Does PyTorch Support Backward From DataParallel to DataParallel?

For example:

gpus = [0, 1]
model_1 = DataParallel(model_1, device_ids=gpus)  # such as resnet without classifier
model_2 = DataParallel(model_2, device_ids=gpus)  # a classifier contains dropout and linear 
opt.zero_grad()  # SGD optimizer
feat = model_1(x)
print("forward model_1")
prob = model_2(feat)
print("forward model_2")
loss = CrossEntropyLoss(prob, y)
print("forward loss")

This program works fine on my toy dataset, which has only 200+ classes.
But, when I put my large dataset, which has 2 million classes, it seems be stuck at backward step.

forward model_1
forward model_2
forward loss


  • GPU-Util: 100%
  • Memory-Usage: about 15%


  • %CPU: 30
  • %MEM: 40%

I don’t see why you wouldn’t just wrap model_1 and model_2 in a single object, i.e.,

class full_model(nn.Module):
    def __init__():
        self.model1 = model1
        self.model2 = model2
    def forward(self,x):
        return self.model2(self.model1(x))

which can then be wrapped in a single DataParallel object.
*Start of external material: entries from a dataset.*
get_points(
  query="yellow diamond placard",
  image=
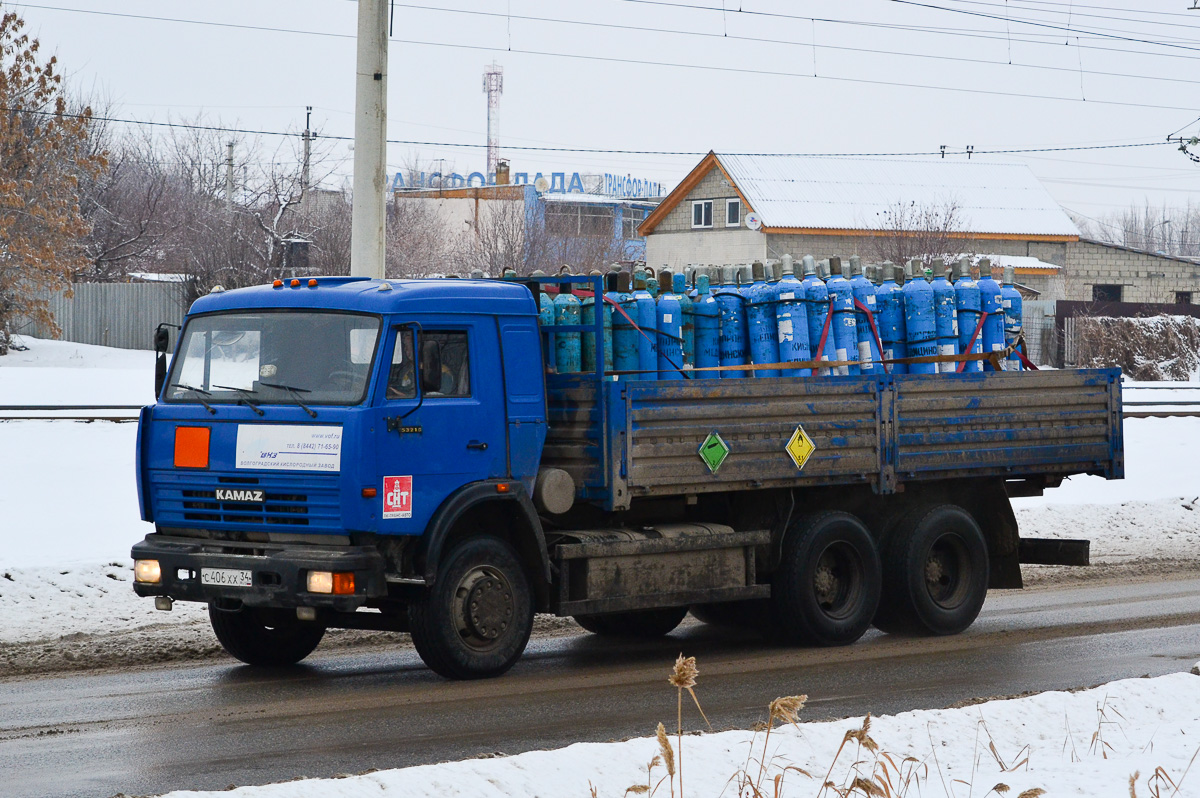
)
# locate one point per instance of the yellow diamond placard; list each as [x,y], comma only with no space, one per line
[801,447]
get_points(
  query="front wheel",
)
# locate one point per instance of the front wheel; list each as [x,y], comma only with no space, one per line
[477,618]
[265,637]
[827,586]
[640,623]
[936,574]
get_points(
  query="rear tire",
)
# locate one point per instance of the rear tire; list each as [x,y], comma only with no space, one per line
[639,623]
[827,587]
[935,577]
[265,637]
[475,621]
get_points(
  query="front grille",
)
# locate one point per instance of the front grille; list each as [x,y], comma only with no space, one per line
[288,501]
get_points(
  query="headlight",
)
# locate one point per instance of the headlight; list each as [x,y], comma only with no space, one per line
[147,570]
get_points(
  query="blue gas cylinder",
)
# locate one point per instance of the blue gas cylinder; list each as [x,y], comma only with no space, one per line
[588,318]
[679,286]
[761,324]
[545,318]
[568,349]
[991,301]
[733,322]
[889,299]
[1013,310]
[967,300]
[624,335]
[816,297]
[946,313]
[844,328]
[670,321]
[921,324]
[708,328]
[791,319]
[648,322]
[864,321]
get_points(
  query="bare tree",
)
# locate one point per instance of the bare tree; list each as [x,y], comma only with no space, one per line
[45,155]
[909,231]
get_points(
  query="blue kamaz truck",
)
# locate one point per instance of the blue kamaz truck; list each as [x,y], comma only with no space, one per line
[395,455]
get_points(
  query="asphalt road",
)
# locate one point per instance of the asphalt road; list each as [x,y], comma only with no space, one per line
[210,726]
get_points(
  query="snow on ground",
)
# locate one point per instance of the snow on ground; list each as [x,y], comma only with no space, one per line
[60,372]
[1089,743]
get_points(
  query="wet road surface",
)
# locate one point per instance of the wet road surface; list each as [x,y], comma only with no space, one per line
[214,725]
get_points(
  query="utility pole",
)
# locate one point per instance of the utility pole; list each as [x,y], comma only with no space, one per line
[229,178]
[367,221]
[307,149]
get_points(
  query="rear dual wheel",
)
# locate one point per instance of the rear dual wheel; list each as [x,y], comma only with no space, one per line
[936,570]
[827,586]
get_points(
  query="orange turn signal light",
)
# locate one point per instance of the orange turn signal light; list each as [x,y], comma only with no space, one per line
[192,447]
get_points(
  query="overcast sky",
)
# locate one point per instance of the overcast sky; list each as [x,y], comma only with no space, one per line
[677,76]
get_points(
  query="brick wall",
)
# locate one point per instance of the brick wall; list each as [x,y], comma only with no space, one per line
[1144,277]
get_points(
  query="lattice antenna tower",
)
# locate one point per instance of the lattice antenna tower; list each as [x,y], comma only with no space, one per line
[493,85]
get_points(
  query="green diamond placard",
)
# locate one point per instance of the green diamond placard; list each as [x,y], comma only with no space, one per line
[713,451]
[801,447]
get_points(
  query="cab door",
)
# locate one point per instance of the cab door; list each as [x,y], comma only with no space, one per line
[439,417]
Depending on how you have instantiated your opt your current approach might not be working as intended, since your opt needs to be initialised with the model parameters. Which is why you should write it as follows:

model = full_model(...)
opt = torch.optim.Adam(model.parameters(),lr=lr)
model_dp = DataParallel(model, device_ids=gpus)

This way your parameters will be correctly updated when calling opt.step() since they likely weren’t before.
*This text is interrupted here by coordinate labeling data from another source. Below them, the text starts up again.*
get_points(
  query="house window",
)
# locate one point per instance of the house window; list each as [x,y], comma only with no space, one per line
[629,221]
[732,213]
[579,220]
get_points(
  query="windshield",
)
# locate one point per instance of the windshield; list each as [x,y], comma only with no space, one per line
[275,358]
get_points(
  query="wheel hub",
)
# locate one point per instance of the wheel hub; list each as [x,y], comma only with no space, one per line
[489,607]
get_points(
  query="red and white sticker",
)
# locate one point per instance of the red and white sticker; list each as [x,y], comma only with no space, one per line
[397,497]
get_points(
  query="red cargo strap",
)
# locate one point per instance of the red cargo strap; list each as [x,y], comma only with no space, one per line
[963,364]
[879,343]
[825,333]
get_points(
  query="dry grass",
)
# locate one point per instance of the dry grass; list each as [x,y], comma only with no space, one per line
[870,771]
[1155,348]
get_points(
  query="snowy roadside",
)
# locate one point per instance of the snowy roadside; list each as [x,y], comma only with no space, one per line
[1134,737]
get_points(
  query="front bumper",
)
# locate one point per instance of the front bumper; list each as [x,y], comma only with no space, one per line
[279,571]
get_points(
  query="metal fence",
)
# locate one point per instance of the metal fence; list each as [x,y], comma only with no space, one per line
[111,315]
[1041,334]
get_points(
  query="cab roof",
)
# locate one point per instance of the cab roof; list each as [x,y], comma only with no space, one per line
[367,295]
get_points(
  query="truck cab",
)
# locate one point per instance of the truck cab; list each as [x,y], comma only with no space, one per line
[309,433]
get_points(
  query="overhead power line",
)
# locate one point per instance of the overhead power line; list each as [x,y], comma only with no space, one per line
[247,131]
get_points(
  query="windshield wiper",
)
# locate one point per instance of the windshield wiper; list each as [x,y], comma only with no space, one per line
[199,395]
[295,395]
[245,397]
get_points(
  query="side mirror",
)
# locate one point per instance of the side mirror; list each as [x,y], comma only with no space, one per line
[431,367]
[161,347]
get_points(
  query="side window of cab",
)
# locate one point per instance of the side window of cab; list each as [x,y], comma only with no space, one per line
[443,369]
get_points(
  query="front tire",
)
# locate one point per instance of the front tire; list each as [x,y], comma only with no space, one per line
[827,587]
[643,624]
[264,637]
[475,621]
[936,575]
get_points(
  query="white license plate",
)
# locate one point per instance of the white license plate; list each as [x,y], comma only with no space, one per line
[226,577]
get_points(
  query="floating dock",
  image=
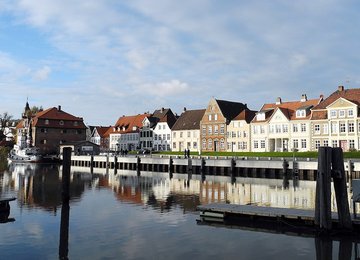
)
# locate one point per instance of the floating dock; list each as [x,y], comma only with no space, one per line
[218,212]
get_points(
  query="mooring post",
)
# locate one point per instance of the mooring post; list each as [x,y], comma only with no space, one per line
[232,169]
[66,174]
[115,164]
[340,188]
[285,168]
[323,189]
[91,163]
[202,169]
[138,165]
[171,167]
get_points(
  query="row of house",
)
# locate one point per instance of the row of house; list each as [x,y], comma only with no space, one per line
[301,125]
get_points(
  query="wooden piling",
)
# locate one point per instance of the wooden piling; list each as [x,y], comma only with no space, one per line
[323,189]
[66,173]
[340,187]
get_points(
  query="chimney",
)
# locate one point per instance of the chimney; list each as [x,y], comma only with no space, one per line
[303,98]
[278,101]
@Jamie_Donnelly , Thanks for your reply.

I am building a modular project. When one use my project, there may be some other operators between model_1 and model_2.
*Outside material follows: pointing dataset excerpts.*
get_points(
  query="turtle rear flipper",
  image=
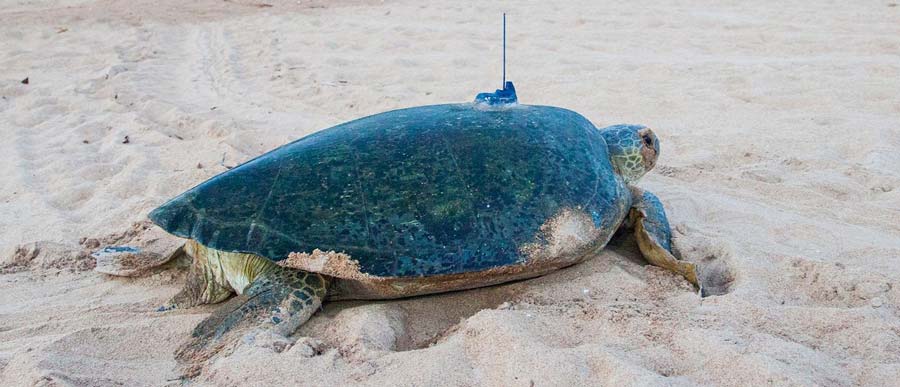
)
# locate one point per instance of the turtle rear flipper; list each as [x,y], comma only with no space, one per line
[654,238]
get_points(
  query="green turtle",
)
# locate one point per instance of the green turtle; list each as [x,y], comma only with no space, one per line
[409,202]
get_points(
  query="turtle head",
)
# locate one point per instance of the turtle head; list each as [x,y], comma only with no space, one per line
[632,150]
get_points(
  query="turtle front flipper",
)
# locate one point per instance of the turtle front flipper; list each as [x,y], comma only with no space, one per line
[654,238]
[279,300]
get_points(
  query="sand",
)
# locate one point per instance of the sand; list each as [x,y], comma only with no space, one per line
[780,169]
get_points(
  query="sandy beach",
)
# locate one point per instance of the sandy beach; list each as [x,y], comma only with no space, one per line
[780,170]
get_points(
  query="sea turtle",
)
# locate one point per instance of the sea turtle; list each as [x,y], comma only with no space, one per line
[413,201]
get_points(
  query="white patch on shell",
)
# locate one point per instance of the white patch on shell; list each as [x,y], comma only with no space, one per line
[565,233]
[329,263]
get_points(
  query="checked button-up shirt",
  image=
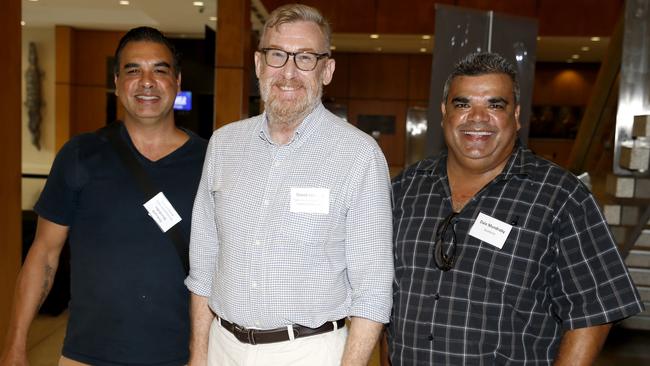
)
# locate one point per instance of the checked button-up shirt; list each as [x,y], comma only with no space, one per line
[558,268]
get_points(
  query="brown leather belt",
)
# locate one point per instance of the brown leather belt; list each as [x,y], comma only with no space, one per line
[262,336]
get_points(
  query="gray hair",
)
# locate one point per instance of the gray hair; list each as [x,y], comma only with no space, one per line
[481,63]
[292,13]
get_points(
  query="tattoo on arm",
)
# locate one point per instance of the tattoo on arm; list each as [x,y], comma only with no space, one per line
[47,283]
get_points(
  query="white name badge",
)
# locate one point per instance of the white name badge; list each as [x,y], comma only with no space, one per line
[310,200]
[490,230]
[162,212]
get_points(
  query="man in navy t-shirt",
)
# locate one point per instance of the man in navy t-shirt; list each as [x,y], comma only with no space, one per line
[128,303]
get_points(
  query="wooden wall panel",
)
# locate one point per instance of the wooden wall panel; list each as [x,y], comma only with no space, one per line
[379,76]
[391,144]
[556,17]
[578,17]
[407,16]
[228,95]
[88,108]
[339,86]
[90,53]
[557,84]
[63,91]
[10,157]
[419,77]
[345,16]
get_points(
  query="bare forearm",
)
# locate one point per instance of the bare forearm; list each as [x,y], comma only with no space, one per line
[201,317]
[33,284]
[581,346]
[362,339]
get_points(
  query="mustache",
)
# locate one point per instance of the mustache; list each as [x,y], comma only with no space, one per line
[288,83]
[477,126]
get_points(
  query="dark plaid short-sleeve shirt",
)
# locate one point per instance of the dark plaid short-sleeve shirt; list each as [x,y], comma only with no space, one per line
[558,269]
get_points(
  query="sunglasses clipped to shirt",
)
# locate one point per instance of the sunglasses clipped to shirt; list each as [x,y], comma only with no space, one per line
[441,246]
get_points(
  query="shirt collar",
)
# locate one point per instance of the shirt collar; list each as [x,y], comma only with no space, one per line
[308,125]
[520,162]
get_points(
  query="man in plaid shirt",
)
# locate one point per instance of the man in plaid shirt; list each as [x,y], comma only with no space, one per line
[501,257]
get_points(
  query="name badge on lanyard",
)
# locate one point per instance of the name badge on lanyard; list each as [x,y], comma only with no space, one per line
[490,230]
[310,200]
[162,212]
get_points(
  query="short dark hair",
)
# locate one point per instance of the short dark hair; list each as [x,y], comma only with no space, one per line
[146,34]
[481,63]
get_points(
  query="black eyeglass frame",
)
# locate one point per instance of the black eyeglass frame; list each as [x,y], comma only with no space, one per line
[443,261]
[319,56]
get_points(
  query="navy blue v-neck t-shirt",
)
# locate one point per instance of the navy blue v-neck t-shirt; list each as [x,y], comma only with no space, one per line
[128,301]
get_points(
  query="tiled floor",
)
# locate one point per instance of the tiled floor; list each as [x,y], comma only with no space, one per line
[623,346]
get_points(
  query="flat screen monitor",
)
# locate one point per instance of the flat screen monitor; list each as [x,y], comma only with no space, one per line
[183,101]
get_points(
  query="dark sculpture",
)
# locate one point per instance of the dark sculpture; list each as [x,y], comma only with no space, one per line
[34,97]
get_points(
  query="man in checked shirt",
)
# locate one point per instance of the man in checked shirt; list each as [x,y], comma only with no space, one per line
[291,229]
[501,257]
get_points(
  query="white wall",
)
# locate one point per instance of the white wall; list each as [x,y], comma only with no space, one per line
[36,161]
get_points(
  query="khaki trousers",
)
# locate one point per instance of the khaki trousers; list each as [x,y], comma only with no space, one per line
[320,350]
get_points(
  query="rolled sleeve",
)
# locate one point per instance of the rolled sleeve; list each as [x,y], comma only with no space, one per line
[203,238]
[369,240]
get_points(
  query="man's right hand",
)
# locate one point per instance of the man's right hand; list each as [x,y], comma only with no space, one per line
[201,317]
[14,358]
[33,284]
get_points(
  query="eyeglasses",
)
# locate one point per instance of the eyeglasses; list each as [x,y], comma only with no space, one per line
[445,261]
[305,61]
Do you mean DataParallel must be after optim? I will try it, thank you again.:slight_smile:

I think it will still work if you initialise an optimizer after a DataParellel model, but personally I think it’s better practice to initialise the optimizer on the base model itself, i.e., using model.parameters() in the optim constructor rather than DataParallel(model).parameters().

Just make sure that your optim is initialised with the full model parameters, hence wrapping model_1 and model_2 into a single model.